Be that as it may, Gamini Goonesena, an alert youth and athletic fielder, threw the ball in, hitting the wicket – he’d already run out one Worcester batsman – Skelding probably thought one run out was enough. Anyway the decision, on the second day of the match made no difference to the eventual outcome.

On paper Notts and Worcester were evenly matched; the game at Worcester had been a neutral draw. The pitch at Trent Bridge looked benign and Peter Richardson, the current Test opener as well as Worcester’s captain, won the toss, choosing to bat. Don Kenyon, another Test batsman, went with Richardson to start the innings. It was a strong batting line-up, everyone from no.1 to no.8 had hit 1,000 runs in a season, three had played for England and two more, Richardson’s brother, Dick, and Martin Horton were soon to be capped. After three hours’ play, Worcestershire were all out for 71, baffled by spin on a bland wicket being used for the first time! By lunch, the visitors had created one record, – just 43 runs scored, the least in living memory. Has any side since then scored so few at Trent Bridge in a county match? I appeal to the Goulder brothers.

The magic had come from Notts’ Australian leg-break bowler, Bruce Dooland. In his first over he conceded 10 runs. Of his next 18 overs, 14 were maidens and his figures at the close of the innings were eight wickets for 20 runs. In Roly Jenkins, Worcester also possessed a talented leg-spinner;he picked up 100 wickets a season and had played Test cricket. Would this Worcester-born Welshman demolish the Notts batting? Things looked distinctly shaky when Reg Simpson and Ron Giles, the home opening pair, made just five runs between them. Enter the left-hander Cyril Poole. Two hours later he had hit 123 and Notts were 194 for 4. The end of an intriguing day’s cricket. 

Rain delayed the start of the second day’s play by half an hour. Dooland and Arthur Jepson both hit sixes as Notts went briskly to gain a first innings lead of 201.

By half past one, Worcester were batting a second time. It was not quite a repeat of a first innings debacle, but victory on the stroke of 5.30 was by an innings and 62 runs; Dooland picked up another five wickets though to cheer Worcester fans, there was a bright fifty from Dick Richardson.

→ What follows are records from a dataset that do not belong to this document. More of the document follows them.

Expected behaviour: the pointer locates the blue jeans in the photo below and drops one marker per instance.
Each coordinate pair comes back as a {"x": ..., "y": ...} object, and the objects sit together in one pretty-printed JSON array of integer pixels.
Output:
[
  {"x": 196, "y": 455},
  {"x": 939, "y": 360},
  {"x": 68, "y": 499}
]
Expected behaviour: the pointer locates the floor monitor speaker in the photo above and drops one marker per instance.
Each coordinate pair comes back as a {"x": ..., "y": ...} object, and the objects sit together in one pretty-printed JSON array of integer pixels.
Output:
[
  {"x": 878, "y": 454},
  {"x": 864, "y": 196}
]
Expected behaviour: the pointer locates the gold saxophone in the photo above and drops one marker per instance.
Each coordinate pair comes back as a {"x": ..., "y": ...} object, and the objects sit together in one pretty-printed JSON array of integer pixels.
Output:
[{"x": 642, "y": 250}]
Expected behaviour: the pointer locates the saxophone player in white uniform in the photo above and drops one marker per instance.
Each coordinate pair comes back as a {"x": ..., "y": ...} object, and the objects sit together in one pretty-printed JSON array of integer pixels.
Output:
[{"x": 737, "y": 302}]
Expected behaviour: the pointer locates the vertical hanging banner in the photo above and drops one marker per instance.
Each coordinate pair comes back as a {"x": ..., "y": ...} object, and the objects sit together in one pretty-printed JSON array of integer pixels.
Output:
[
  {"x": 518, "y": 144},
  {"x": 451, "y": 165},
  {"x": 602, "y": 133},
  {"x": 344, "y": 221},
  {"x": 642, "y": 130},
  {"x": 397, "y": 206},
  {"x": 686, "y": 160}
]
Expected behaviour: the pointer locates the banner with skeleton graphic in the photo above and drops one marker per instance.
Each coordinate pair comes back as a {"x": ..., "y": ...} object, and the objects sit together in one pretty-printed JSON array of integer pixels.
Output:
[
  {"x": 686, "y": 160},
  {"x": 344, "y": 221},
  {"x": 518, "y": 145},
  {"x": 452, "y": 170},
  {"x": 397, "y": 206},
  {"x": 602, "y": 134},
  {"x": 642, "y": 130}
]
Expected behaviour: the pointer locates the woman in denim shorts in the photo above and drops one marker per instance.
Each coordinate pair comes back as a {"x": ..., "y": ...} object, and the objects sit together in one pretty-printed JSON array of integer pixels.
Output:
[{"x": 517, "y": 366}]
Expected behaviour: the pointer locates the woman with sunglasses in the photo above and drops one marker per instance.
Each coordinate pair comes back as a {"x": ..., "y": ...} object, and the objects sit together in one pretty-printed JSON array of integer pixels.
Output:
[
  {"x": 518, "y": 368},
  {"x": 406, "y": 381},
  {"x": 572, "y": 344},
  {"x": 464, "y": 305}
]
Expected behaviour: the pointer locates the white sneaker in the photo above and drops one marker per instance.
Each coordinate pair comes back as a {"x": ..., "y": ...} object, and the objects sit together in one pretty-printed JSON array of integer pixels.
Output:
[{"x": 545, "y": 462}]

The following summer at Trent Bridge the Richardson were both in the England Test team that hit 619 for six declared off the West Indies attack. Peter Richardson scored 126 and Dick made 33 against the immortal pair of Ramadhin and Valentine – perhaps West Indies would have fared better with Bruce Dooland!! For those still paying attention, the Richardsons were the first pair of brothers to represent England in a Trent Bridge Test. Name the other pair – no the Goulder brothers are barred. It’s over to you, Roderick.